There's never been grassroots support for his hefty toll tax increases nor the Trans Texas Corridor. The REAL reason Perry's highway department, the Texas Department of Transportation (TXDOT), put the nail in the coffin of TTC-35 was because it was under the threat of a federal lawsuit by a local government commission, the Eastern Central Texas Sub-Regional Planning Commission, which was formed to stop TTC-35 dead in its tracks.

There's nothing that puts more fear in a politician up for re-election than a messy, well-publicized federal lawsuit against one of his most controversial, polarizing policies. So rather than risk certain death at the polls, Perry opted for the death of his beloved special interest TTC-35. Of course, the Texas Farm Bureau's endorsement of Senator Kay Bailey Hutchison for governor played a role in the timing of the announcement.

Hutchison said in a statement today: "The Trans-Texas Corridor will not be officially dead until Rick Perry is no longer governor and his political appointees are no longer running TxDOT. Texans can't trust Rick Perry when it comes to protecting their land from the government, ceding to lease our highways to foreign companies or ending the Trans-Texas Corridor."

I couldn't agree more.

Trans Texas Corridor #2 still alive & well

To demonstrate the point that Texas isn't safe from Perry's policies until he's kicked out of office, the Trans Texas Corridor plan #2, known as TTC-69/I-69 in the hands of Spanish company ACS, is still on the table.

"Officials said that project (69), which unlike the I-35 plan would mainly involve expanding existing highways, remains alive," according to the Austin American Statesman on October 6, 2009.

When over 28,000 Texans went on the record AGAINST TTC-69, it goes to show Perry's same ol' stubborn indifference to the people of Texas in regards to the Trans Texas Corridor.

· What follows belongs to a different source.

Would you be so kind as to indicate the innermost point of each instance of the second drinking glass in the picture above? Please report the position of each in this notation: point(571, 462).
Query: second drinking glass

He throws the public a bone over here (saying the "TTC-35 is dead") in order to distract from an equally controversial debacle over there (TTC-69) that threatens to damage the environment, private property rights, and the economic prosperity of thousands of Texans.

Bottom line: Texans can't trust Rick Perry to keep his word or to truly KILL his destructive, detested toll road agenda. The only sure way to keep Texas safe is to give Perry the boot!